This two-volume, 900-page reduction of the LSD is a true testament to this rule-breaker spirit and it shows—well before turning a single page. The vibrance of Julio’s collection cannot be contained by mere binding, spilling a rich world of color into the box in which the tomes are housed. In terms of living history, this thing clearly has a pulse.
The only thing more metaphoric than opening volume one to an illustration of Lewis Carroll’s Alice, is the realization that you are looking at the tell-tale perforations of an LSD blotter.
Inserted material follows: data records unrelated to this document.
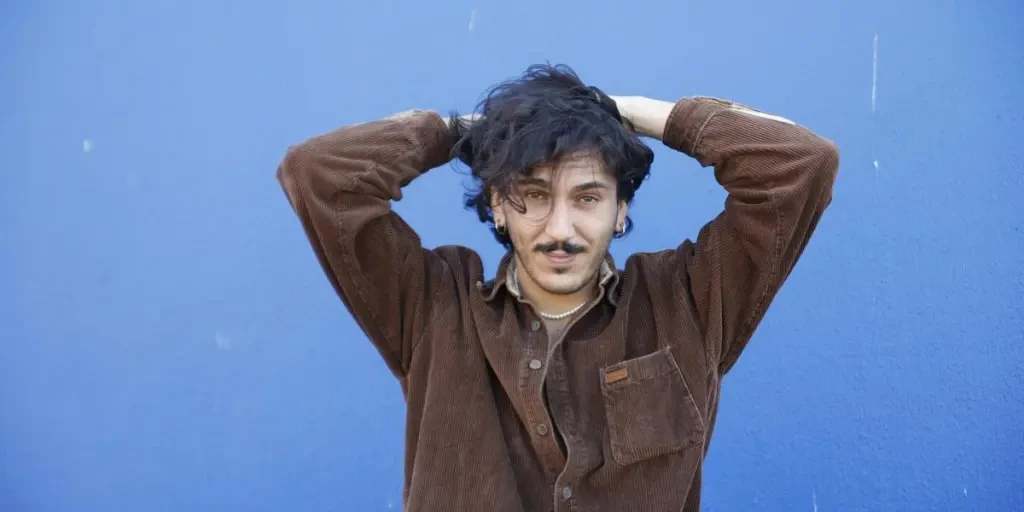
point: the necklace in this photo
(570, 312)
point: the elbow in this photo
(823, 157)
(291, 173)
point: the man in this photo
(564, 383)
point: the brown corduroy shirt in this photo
(617, 417)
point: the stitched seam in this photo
(358, 280)
(745, 329)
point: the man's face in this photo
(571, 215)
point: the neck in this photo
(550, 303)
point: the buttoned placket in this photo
(553, 380)
(538, 359)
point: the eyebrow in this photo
(590, 185)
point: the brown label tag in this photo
(616, 375)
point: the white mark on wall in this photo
(222, 340)
(875, 75)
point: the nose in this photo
(559, 224)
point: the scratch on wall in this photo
(875, 75)
(875, 96)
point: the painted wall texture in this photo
(169, 343)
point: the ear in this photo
(498, 208)
(621, 216)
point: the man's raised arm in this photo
(341, 185)
(779, 180)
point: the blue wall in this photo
(169, 342)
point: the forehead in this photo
(570, 171)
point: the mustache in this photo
(566, 247)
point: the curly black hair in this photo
(544, 115)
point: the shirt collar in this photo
(504, 279)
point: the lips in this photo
(559, 257)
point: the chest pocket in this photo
(649, 409)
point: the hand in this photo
(647, 116)
(464, 120)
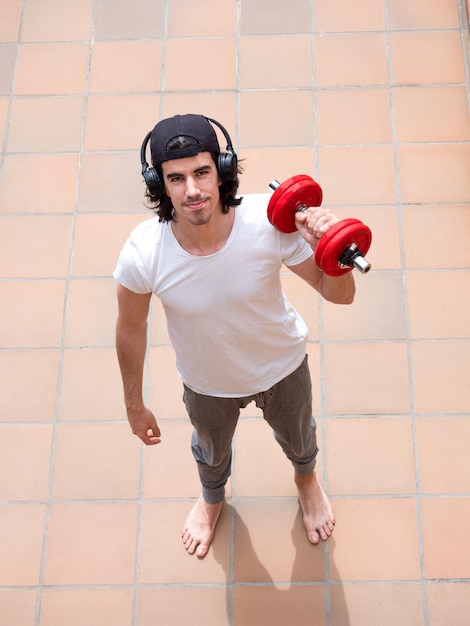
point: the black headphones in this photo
(226, 163)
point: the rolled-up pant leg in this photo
(288, 410)
(214, 421)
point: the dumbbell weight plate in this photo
(288, 197)
(334, 242)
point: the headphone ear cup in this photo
(152, 180)
(227, 165)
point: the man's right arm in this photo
(131, 347)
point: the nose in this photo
(192, 188)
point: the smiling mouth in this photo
(196, 204)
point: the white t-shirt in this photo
(233, 330)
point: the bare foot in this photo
(319, 520)
(199, 528)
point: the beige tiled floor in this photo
(369, 97)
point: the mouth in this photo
(195, 205)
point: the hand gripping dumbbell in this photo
(341, 248)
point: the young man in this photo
(214, 261)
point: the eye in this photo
(175, 179)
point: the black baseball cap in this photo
(197, 127)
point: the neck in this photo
(204, 239)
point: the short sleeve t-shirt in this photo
(233, 330)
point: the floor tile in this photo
(422, 166)
(46, 240)
(198, 606)
(266, 62)
(366, 605)
(420, 15)
(264, 18)
(374, 539)
(35, 371)
(431, 114)
(54, 20)
(170, 470)
(163, 558)
(295, 559)
(183, 59)
(351, 60)
(117, 19)
(261, 166)
(91, 373)
(7, 61)
(165, 386)
(105, 130)
(52, 176)
(100, 477)
(443, 438)
(440, 388)
(448, 602)
(91, 544)
(11, 17)
(99, 240)
(59, 130)
(446, 554)
(117, 66)
(279, 605)
(21, 531)
(91, 313)
(18, 606)
(4, 104)
(219, 105)
(370, 456)
(51, 69)
(112, 183)
(420, 58)
(34, 317)
(350, 116)
(295, 130)
(349, 395)
(107, 607)
(340, 16)
(425, 243)
(357, 175)
(20, 480)
(214, 18)
(447, 317)
(364, 319)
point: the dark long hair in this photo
(161, 204)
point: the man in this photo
(214, 261)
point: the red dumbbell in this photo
(341, 248)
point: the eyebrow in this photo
(196, 171)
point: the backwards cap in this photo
(196, 126)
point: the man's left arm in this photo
(312, 225)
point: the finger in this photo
(153, 437)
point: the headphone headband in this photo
(226, 162)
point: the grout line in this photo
(395, 142)
(320, 322)
(62, 347)
(465, 42)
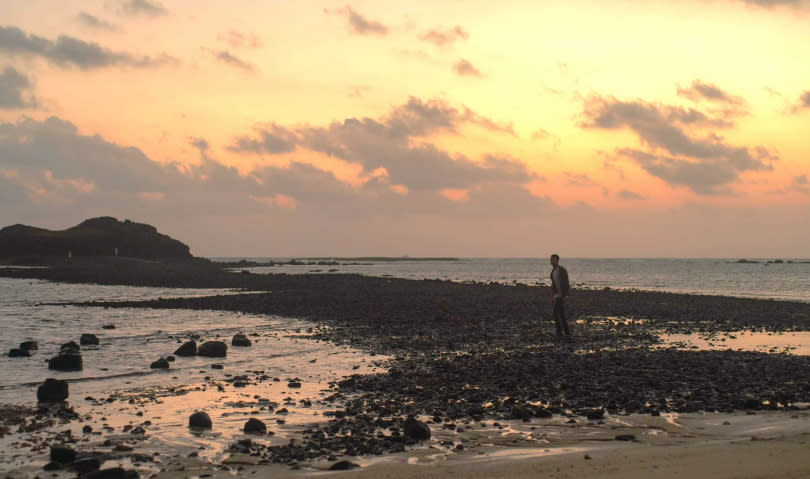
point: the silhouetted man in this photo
(559, 293)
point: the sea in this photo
(35, 310)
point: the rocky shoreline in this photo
(469, 354)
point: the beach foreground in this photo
(478, 366)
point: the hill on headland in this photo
(103, 236)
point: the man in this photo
(559, 293)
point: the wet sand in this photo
(479, 365)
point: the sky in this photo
(510, 129)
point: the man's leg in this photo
(556, 315)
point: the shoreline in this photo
(465, 354)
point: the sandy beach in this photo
(470, 363)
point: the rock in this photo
(199, 420)
(52, 390)
(67, 360)
(70, 345)
(62, 454)
(343, 466)
(87, 465)
(416, 429)
(187, 349)
(112, 473)
(213, 349)
(88, 339)
(255, 426)
(161, 363)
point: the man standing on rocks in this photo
(559, 293)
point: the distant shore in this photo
(466, 354)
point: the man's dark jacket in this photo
(563, 287)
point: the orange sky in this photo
(407, 127)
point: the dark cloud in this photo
(237, 39)
(359, 24)
(94, 23)
(68, 52)
(227, 58)
(444, 36)
(387, 143)
(699, 91)
(705, 164)
(629, 195)
(465, 68)
(143, 8)
(13, 90)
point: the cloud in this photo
(465, 68)
(94, 23)
(359, 24)
(387, 143)
(706, 164)
(237, 39)
(629, 195)
(444, 36)
(67, 52)
(227, 58)
(13, 86)
(143, 8)
(700, 91)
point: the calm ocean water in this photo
(789, 281)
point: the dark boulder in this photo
(213, 349)
(52, 390)
(416, 429)
(199, 420)
(62, 454)
(343, 466)
(255, 426)
(88, 339)
(112, 473)
(187, 349)
(161, 363)
(66, 360)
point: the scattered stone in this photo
(255, 426)
(199, 420)
(161, 363)
(62, 454)
(212, 349)
(52, 390)
(187, 349)
(415, 429)
(88, 339)
(113, 473)
(67, 360)
(343, 466)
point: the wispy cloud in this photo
(92, 22)
(68, 52)
(143, 8)
(359, 24)
(14, 88)
(465, 68)
(444, 36)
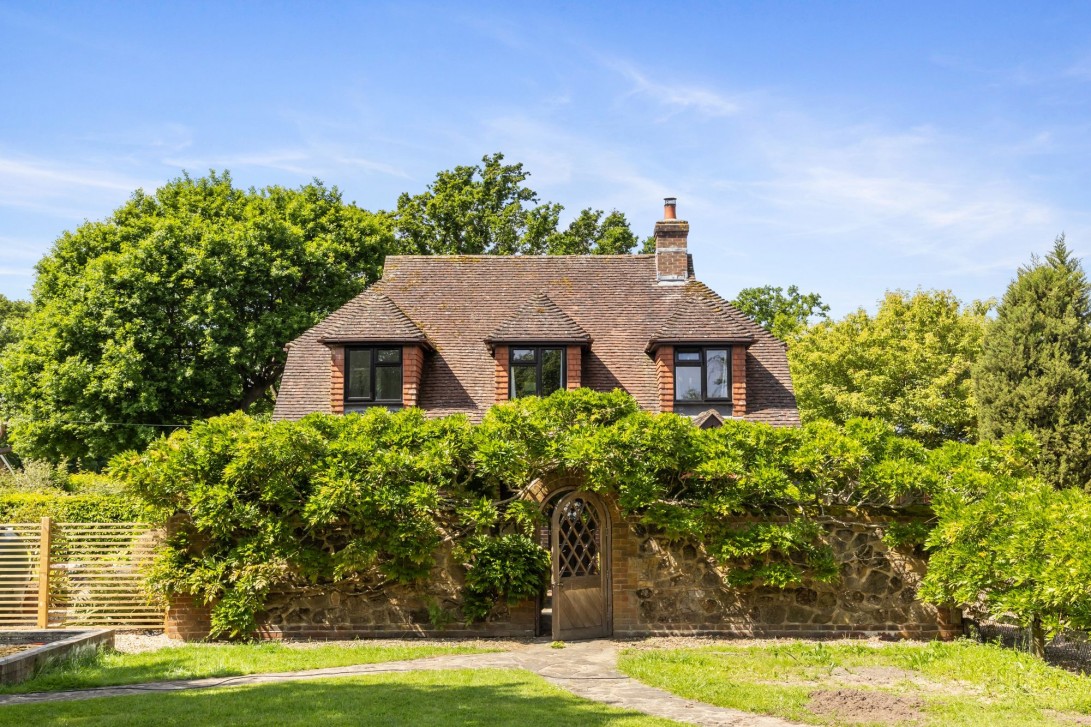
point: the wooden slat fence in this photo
(92, 574)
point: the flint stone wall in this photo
(658, 587)
(361, 610)
(674, 587)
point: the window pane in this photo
(523, 381)
(358, 373)
(551, 370)
(717, 373)
(388, 383)
(687, 383)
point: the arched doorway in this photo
(579, 540)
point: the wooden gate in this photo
(74, 574)
(580, 545)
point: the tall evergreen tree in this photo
(1034, 372)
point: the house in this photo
(460, 333)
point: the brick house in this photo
(460, 333)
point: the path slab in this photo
(587, 669)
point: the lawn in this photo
(199, 660)
(486, 696)
(936, 683)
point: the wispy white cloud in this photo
(306, 161)
(674, 97)
(73, 190)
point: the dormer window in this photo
(702, 374)
(372, 376)
(536, 370)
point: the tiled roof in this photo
(699, 316)
(372, 317)
(539, 320)
(457, 301)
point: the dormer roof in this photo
(373, 318)
(699, 317)
(539, 321)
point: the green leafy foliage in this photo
(908, 365)
(510, 567)
(261, 505)
(1008, 544)
(12, 313)
(783, 313)
(177, 308)
(487, 210)
(1034, 373)
(63, 508)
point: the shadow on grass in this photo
(484, 696)
(198, 662)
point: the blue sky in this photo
(844, 147)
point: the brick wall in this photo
(575, 366)
(412, 365)
(739, 381)
(664, 377)
(337, 379)
(188, 621)
(501, 355)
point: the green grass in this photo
(960, 682)
(479, 698)
(198, 660)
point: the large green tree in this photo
(178, 308)
(487, 209)
(783, 313)
(11, 314)
(1034, 373)
(909, 365)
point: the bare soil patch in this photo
(856, 706)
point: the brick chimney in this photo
(672, 259)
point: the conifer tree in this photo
(1034, 371)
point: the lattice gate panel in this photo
(96, 575)
(20, 544)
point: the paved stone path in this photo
(587, 669)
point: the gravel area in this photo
(135, 642)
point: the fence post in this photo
(44, 573)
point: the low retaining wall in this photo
(57, 644)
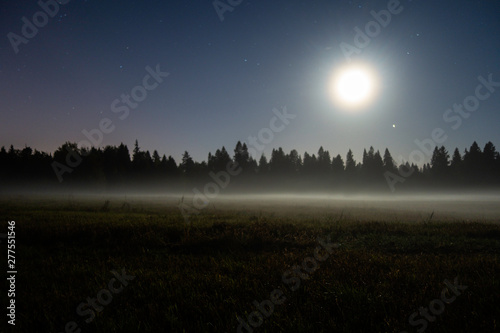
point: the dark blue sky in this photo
(225, 77)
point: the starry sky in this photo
(226, 76)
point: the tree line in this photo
(115, 166)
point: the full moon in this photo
(353, 86)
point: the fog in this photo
(403, 207)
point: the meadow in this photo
(254, 265)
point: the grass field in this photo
(381, 266)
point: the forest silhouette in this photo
(116, 168)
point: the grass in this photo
(199, 278)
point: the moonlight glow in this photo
(353, 86)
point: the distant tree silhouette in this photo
(113, 166)
(350, 163)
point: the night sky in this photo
(226, 77)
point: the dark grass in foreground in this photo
(200, 278)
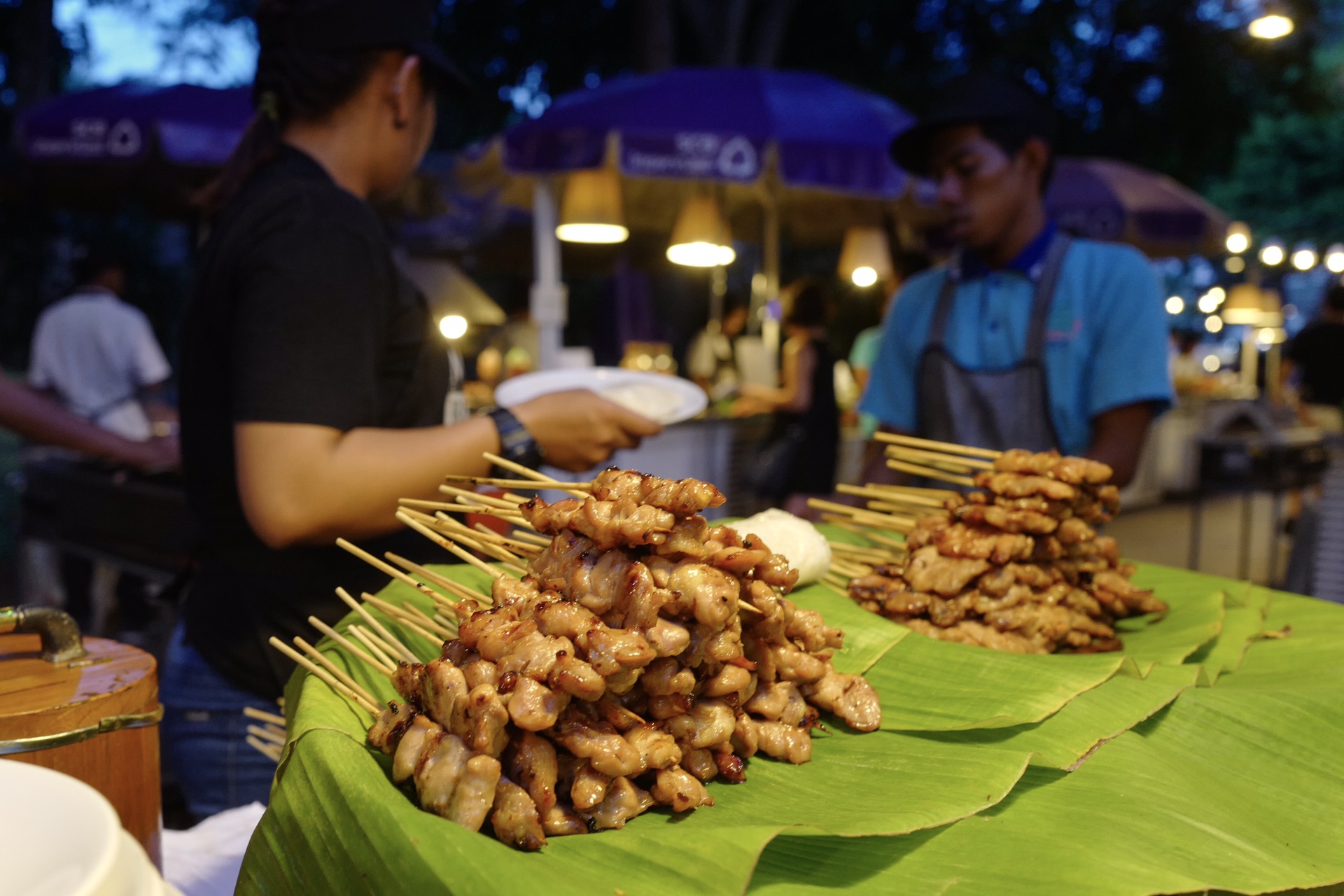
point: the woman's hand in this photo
(578, 429)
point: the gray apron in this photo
(1000, 409)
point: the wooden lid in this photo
(39, 697)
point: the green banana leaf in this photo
(1148, 811)
(1068, 738)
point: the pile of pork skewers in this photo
(628, 652)
(1015, 564)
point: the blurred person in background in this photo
(864, 349)
(711, 359)
(1027, 337)
(99, 356)
(799, 460)
(1315, 359)
(314, 375)
(45, 422)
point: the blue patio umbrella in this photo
(722, 125)
(809, 152)
(100, 147)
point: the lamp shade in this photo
(1243, 305)
(701, 237)
(590, 211)
(864, 255)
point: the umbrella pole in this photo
(549, 298)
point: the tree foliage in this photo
(1288, 179)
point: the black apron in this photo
(1003, 409)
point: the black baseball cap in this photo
(363, 24)
(976, 99)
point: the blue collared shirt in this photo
(1105, 342)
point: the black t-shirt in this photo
(1319, 351)
(299, 316)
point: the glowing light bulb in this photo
(1335, 258)
(454, 327)
(863, 276)
(1304, 258)
(1270, 27)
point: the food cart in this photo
(1196, 758)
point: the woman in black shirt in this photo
(314, 379)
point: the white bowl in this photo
(678, 399)
(64, 839)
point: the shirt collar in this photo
(1028, 262)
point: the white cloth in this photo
(97, 352)
(204, 860)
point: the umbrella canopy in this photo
(721, 124)
(811, 147)
(1109, 199)
(97, 148)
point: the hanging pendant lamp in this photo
(592, 211)
(701, 237)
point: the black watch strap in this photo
(517, 444)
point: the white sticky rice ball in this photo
(792, 536)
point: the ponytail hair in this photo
(292, 83)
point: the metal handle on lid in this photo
(59, 633)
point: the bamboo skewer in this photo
(484, 511)
(264, 747)
(934, 457)
(531, 475)
(379, 564)
(464, 533)
(531, 535)
(261, 715)
(343, 641)
(448, 629)
(449, 546)
(467, 496)
(927, 472)
(441, 580)
(522, 484)
(867, 517)
(375, 647)
(326, 676)
(401, 617)
(948, 448)
(885, 495)
(503, 540)
(269, 734)
(332, 668)
(377, 626)
(850, 526)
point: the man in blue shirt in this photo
(1026, 337)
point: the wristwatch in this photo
(517, 444)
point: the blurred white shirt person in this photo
(99, 355)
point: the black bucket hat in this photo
(974, 99)
(366, 24)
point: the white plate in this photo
(62, 839)
(680, 399)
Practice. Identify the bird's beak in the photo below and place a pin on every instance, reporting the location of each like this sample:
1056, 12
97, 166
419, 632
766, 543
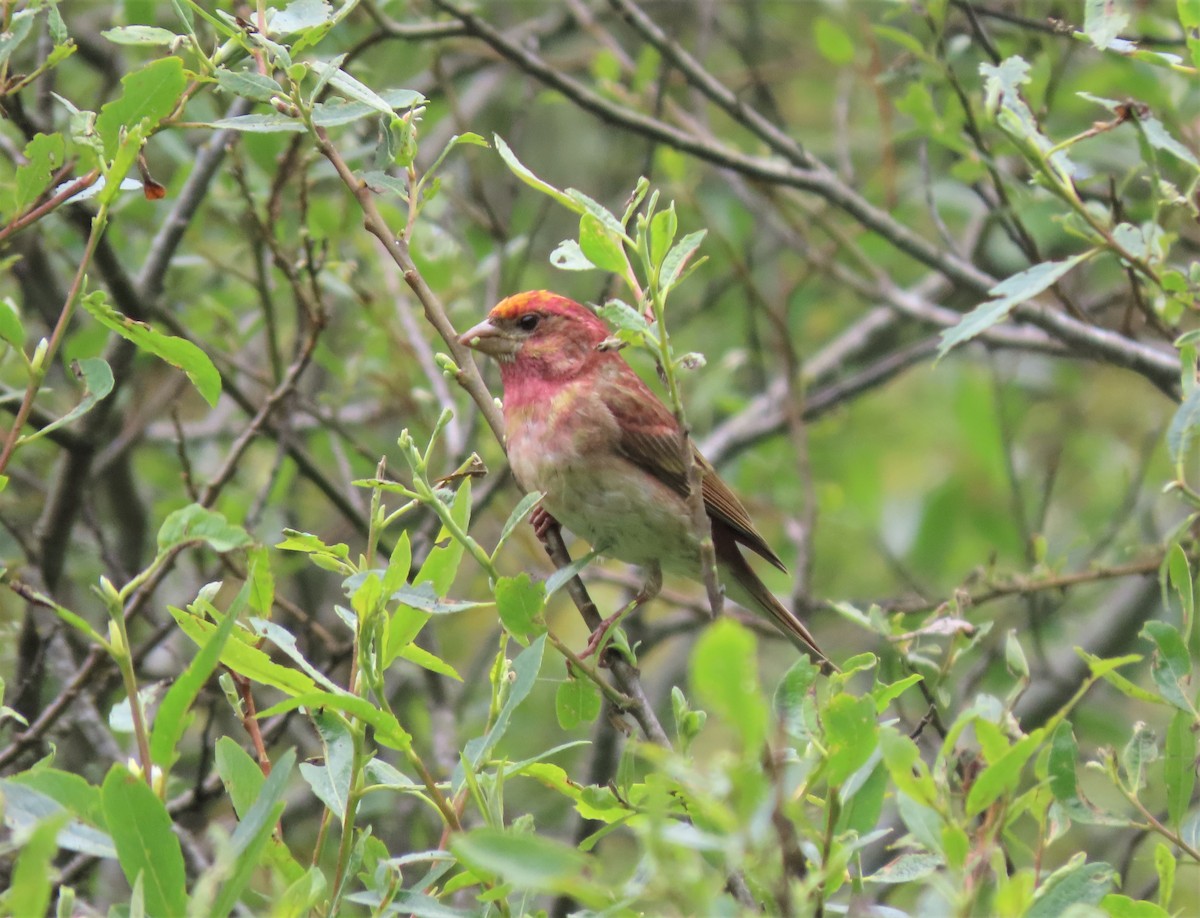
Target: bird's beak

This image, much like the memorabilia housed in the pages that follow, is indicative of not one, but many trips through the looking glass.
With a table of contents that reads much like a wrap-sheet or weekend bender at Altamant, each section promises to be a wild ride through hidden parts of history, while also revealing Julio’s obsessional bent to acquire all things taboo—including empty opiate bottles (old and new); McDonald’s coffee stirrers, turned cocaine spoons; a hand-typed copy of Woody Guthrie’s essay on Leadbelly; and the whiskers of none other than Mick Jagger. And on these promises, it most definitely delivers. From his collection of Chairman Mao buttons to manuscripts penned by the original beat writers, this anthology doesn’t just catch the eye—it holds it, with a voyeuristic intensity that, much like its contents, verges on criminal.
“’Julio was a rockstar, he just didn’t play an instrument,’” ~Lenny Kravitz (p. 255)
I tip my hat to you, Mr. Kravitz; you nailed it—there is truly no better way to describe the most eclectic collector of the counter-culture, than this. Rock on, Julio; rock on.